Monday, August 30, 2010
Man in the Mirror
I love NYC subway performers. Yesterday in the Sunday hustle in the tunnels beneath Union Square I came across a man dancing to Michael Jackson's "Man in the Mirror". I stopped, sat down on a bench, and forgot about the subway trains rushing past. The man was dressed all in black with silver sequined ankle bands, white sequined gloves (on both hands, he had improvised on Michael's signature style), and a white straw hat. Over a black hood which covered his entire head he wore a full length white carnival mask whose expressionless gaze imparted anonymity. Amidst the hurried crowds he moonwalked as if pulled by a string. His joints swiveled like a robot. His arms floated as if weightless. And for the grande finale, he somehow ended up inverted, his body propped against a wall (I can't explain how he did it, it was as if he was controlled by magic) and melted to the floor like wax. As he did so, his carnival mask slowly flipped to the crown of his head like a disembodied face.
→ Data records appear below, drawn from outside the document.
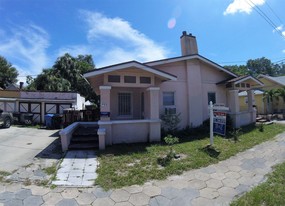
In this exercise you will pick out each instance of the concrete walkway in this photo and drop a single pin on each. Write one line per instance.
(77, 169)
(216, 184)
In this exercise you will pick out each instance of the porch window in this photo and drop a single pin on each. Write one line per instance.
(169, 103)
(145, 80)
(114, 78)
(211, 97)
(130, 79)
(125, 104)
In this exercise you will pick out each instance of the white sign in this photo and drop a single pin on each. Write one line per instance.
(219, 120)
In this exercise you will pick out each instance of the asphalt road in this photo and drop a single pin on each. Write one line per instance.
(19, 145)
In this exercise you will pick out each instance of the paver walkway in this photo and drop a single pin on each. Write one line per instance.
(216, 184)
(78, 168)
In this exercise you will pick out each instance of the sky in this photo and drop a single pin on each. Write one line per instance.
(34, 33)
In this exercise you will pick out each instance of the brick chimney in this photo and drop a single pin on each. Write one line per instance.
(188, 44)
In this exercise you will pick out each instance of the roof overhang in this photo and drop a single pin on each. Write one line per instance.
(190, 57)
(249, 78)
(269, 78)
(132, 64)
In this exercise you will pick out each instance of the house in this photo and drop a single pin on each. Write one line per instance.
(277, 105)
(258, 101)
(133, 95)
(39, 103)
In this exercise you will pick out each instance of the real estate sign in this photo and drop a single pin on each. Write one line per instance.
(219, 122)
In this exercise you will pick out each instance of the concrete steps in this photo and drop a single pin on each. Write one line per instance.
(84, 138)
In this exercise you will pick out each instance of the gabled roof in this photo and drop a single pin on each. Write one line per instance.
(189, 57)
(240, 79)
(256, 92)
(126, 65)
(278, 80)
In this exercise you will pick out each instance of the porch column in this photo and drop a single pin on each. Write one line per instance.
(105, 127)
(233, 102)
(250, 98)
(154, 102)
(251, 110)
(154, 124)
(105, 100)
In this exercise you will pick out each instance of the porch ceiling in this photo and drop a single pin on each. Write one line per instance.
(255, 83)
(127, 65)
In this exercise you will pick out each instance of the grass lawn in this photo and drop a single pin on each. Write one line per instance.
(123, 165)
(271, 192)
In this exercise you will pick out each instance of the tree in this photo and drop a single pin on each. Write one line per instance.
(8, 73)
(268, 97)
(238, 69)
(261, 66)
(66, 75)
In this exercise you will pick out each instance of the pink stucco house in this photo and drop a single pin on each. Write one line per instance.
(134, 94)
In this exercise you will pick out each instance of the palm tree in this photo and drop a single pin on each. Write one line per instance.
(281, 93)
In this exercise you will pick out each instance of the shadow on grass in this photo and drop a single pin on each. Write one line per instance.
(211, 151)
(183, 135)
(125, 149)
(52, 151)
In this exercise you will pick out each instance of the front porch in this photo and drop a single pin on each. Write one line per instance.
(235, 86)
(129, 102)
(129, 115)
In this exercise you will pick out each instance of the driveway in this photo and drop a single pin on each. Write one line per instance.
(19, 145)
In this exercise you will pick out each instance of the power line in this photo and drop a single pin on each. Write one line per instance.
(275, 14)
(265, 17)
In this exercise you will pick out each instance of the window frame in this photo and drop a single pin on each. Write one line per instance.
(214, 102)
(170, 107)
(130, 114)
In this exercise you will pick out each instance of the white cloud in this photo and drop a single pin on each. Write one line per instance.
(243, 6)
(75, 50)
(118, 41)
(25, 46)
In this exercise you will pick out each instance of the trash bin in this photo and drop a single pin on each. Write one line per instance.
(57, 121)
(48, 120)
(28, 118)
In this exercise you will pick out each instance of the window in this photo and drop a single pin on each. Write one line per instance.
(114, 78)
(168, 99)
(145, 80)
(211, 97)
(129, 79)
(125, 104)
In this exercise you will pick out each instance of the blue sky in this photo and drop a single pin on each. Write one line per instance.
(33, 33)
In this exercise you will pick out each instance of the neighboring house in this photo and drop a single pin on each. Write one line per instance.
(277, 105)
(39, 103)
(134, 94)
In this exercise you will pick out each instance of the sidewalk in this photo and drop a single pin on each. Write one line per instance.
(216, 184)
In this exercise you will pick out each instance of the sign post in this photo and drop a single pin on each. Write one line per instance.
(211, 123)
(217, 120)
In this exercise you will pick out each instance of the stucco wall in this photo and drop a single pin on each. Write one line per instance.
(47, 95)
(203, 81)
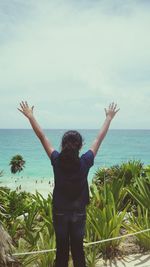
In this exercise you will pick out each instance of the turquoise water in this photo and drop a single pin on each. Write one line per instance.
(118, 146)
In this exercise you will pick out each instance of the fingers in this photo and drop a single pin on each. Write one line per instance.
(24, 104)
(113, 106)
(20, 110)
(117, 110)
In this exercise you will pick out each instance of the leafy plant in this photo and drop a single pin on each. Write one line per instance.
(103, 222)
(138, 222)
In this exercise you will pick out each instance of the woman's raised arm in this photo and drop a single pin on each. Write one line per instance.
(110, 113)
(28, 112)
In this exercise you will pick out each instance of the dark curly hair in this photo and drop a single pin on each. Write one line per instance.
(70, 146)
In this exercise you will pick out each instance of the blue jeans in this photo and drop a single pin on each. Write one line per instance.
(69, 230)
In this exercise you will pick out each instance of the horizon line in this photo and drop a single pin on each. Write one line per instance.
(147, 129)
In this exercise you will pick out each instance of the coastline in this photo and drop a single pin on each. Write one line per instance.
(43, 185)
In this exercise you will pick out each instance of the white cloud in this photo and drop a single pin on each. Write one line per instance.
(71, 59)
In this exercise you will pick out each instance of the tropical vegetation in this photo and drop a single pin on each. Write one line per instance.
(119, 202)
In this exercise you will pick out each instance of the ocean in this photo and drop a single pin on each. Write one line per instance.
(118, 146)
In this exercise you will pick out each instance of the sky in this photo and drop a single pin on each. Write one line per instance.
(71, 58)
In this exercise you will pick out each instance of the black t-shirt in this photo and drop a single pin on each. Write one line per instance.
(71, 190)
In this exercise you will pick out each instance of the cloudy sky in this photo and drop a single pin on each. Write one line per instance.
(71, 58)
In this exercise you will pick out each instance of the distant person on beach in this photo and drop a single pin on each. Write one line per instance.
(71, 192)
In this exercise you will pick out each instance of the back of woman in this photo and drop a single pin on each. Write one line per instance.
(71, 192)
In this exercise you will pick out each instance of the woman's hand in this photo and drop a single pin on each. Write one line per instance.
(111, 111)
(26, 110)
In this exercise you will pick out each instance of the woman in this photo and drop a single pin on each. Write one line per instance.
(71, 193)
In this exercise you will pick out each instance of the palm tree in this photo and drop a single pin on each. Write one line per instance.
(17, 163)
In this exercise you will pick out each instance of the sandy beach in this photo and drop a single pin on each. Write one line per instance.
(42, 185)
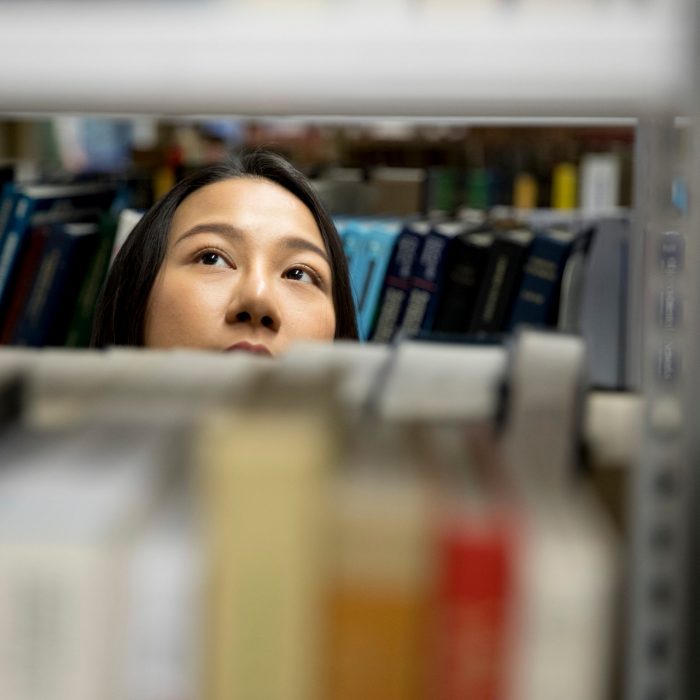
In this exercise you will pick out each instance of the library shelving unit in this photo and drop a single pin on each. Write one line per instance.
(524, 60)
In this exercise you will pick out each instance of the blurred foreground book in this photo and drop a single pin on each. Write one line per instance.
(188, 525)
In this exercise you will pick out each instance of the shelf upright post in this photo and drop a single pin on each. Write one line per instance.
(665, 271)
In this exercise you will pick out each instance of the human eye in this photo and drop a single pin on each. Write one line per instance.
(302, 274)
(211, 258)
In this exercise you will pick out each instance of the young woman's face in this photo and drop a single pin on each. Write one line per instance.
(245, 269)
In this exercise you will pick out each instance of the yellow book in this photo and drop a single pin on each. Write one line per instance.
(525, 191)
(564, 186)
(263, 482)
(378, 598)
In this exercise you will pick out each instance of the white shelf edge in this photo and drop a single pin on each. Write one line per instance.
(214, 61)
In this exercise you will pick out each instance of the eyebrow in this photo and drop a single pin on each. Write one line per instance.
(287, 243)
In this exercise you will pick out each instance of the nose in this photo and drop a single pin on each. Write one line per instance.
(253, 301)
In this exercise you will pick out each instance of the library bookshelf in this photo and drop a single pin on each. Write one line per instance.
(618, 60)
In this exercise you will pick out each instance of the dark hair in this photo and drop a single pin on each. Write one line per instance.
(121, 307)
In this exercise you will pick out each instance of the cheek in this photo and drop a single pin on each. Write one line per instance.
(180, 312)
(315, 321)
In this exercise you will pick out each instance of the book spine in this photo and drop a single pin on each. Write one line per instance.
(7, 205)
(462, 282)
(264, 501)
(500, 284)
(380, 246)
(31, 329)
(12, 244)
(539, 290)
(26, 274)
(378, 598)
(80, 328)
(425, 277)
(396, 286)
(476, 594)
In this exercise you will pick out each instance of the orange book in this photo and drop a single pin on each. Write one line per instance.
(378, 597)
He took a minute to recover, switched the music to "Billy Jean", and took off his mask to reveal a showman's face. Out of the crowd he grabbed a little boy, at the most six years old. The boy's getup was the polar opposite of the man's: a white tuxedo with tails, a black straw hat from which curly hair verging on dreds sprouted and hung to his shoulders. The boy went into action, moondancing, spinning, grabbing his crotch, and for all the world looking like a miniature Michael. He and the man danced together, all the while protecting the money pot when the passing foot traffic grew too thick. As I stayed, others gathered, forgetting to be in a hurry while the crowd grew to more than fifty. And I wished to have a meter that could measure the amount of talent in New York City's subway system.